WPP Shares Tumble After ‘Walloping’ From Low Ad Spend
WPP chief executive Martin Sorrell acknowledged he was feeling the pressure after the advertising group’s shares fell precipitously on a set of full-year results that reflected a “walloping” from lower spending on advertising by multinational brands.
Shares in the owner of agencies such as J Walter Thompson, Group M and Ogilvy & Mather slumped 13 per cent in morning trading after it said challenging conditions would continue after a “slow start” to 2018. The shares ended the day down 8.2 per cent at £12.60.
Sir Martin said technological upheaval in media, production and distribution, as well as activist investor pressure to cut costs on big consumer goods conglomerates such as Procter & Gamble and Nestlé, was weighing on WPP’s clients.
Sir Martin compared the challenging trading conditions with previous slumps in WPP’s 32-year history, pointing to difficult periods in 1991, 2001 and 2009. “Is it different this time? Sure. The marketplace has changed,” he said.
“You feel under pressure, of course you do,” he added. Asked if he was the right person to take the company forward, he replied: “From a personal point of view, of course. But that’s for others to decide.”
WPP’s shares have fallen more than a third in the past 12 months following two sales warnings. “This started for us at the end of the first quarter last year,” he told the Financial Times. “Up until then we were doing 3 per cent growth on the top line. Then we got walloped.”
The company’s business model, along with other big advertising groups, has been under attack on multiple fronts.
WPP’s multinational clients are cutting costs to bolster their profit margins amid pressure from activist investors. Google and Facebook have also been attracting a dominant share of the money businesses spend on online advertising campaigns, although this has not hit WPP, given that it puts significant client money to work on those platforms.
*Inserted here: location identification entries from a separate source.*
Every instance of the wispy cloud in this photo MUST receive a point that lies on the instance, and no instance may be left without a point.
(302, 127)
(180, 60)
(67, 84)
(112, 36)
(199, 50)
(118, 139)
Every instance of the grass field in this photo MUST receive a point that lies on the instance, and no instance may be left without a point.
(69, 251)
Meanwhile, professional services firms such as Accenture have emerged as able competitors to the big agencies.
In addition, the biggest consumer brands in the world are putting pressure on advertising groups to simplify their complex structures, be more transparent with their billing and deliver more efficient digital campaigns in “brand safe” online environments.
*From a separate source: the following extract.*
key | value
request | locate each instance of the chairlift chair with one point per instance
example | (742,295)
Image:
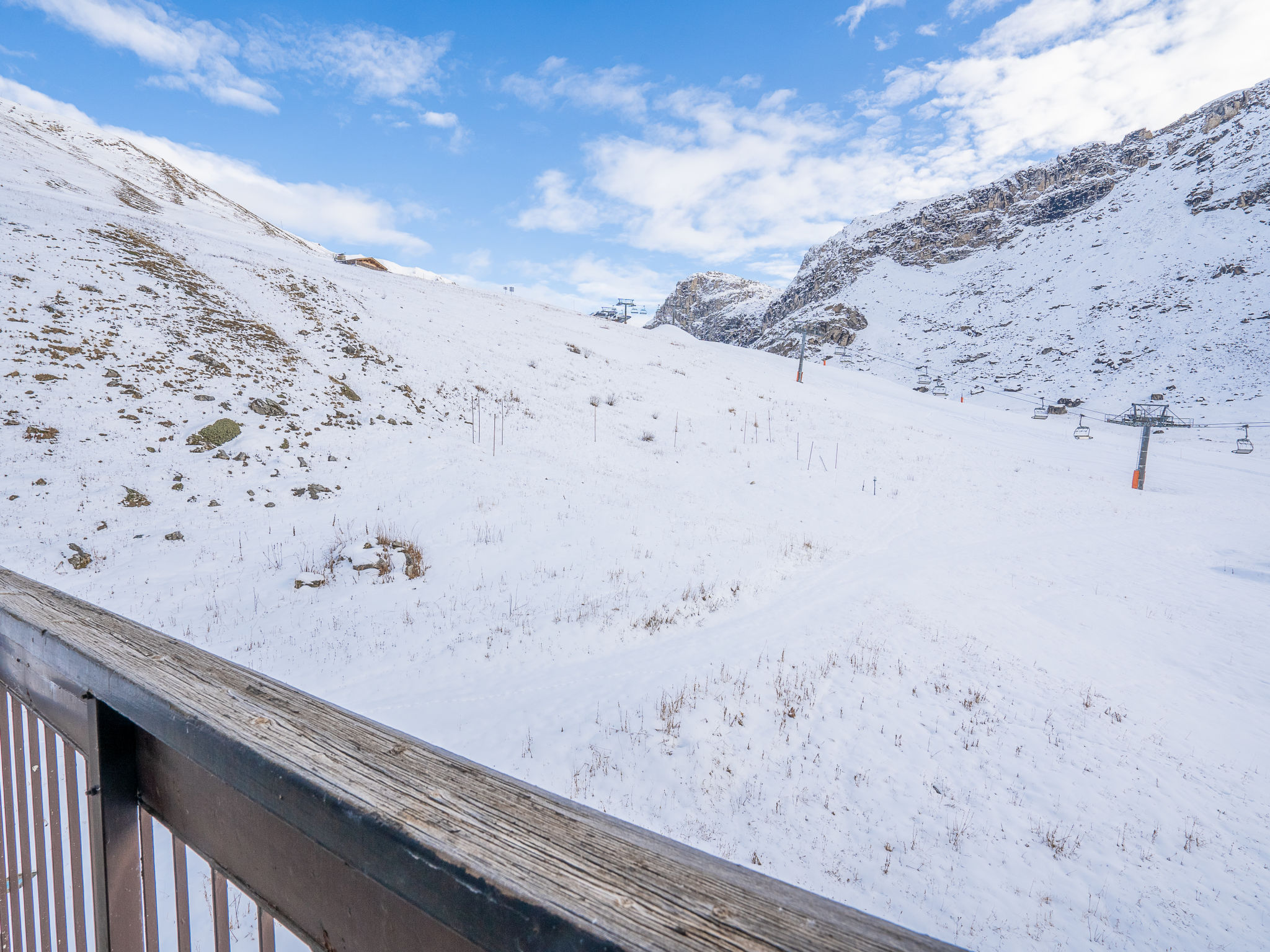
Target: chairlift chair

P&G, one of WPP’s biggest clients, has pledged to “reinvent” its relationships with agencies as it seeks to take more control over how its marketing dollars are spent. The maker of Gillette razors and Pampers nappies has slashed the number of agencies it works with by 60 per cent and cut agency and production costs by $750m, a figure it expects to surpass $1bn in the next few years.
“It’s time to disrupt this archaic ‘Mad Men’ model,” Marc Pritchard, P&G’s chief brand officer, told an industry conference on Thursday. Sir Martin pledged to redouble efforts to respond to change in the industry by simplifying WPP’s structure and improving co-ordination of work for individual clients by separate agencies within its stable of businesses.
Client billings at the world’s largest advertising company fell 5.4 per cent during 2017 to £56bn on a like-for-like basis. Revenues from those billings fell 0.3 per cent to £15.3bn.
Pre-tax profits rose 7.7 per cent on a constant currency measure to £2.1bn last year. The group announced a 60p per share divided for 2017, 6 per cent higher than in 2016.
Analysts at Citi noted that WPP’s revenues fell 1.3 per cent on a like-for-like basis in the fourth quarter of 2017, compared with the same period in 2016, which was worse than the market had expected.
That result for the final three months of last year was also “weaker than some of the group’s main peers”, Citi’s Thomas Singlehurst wrote in a research note.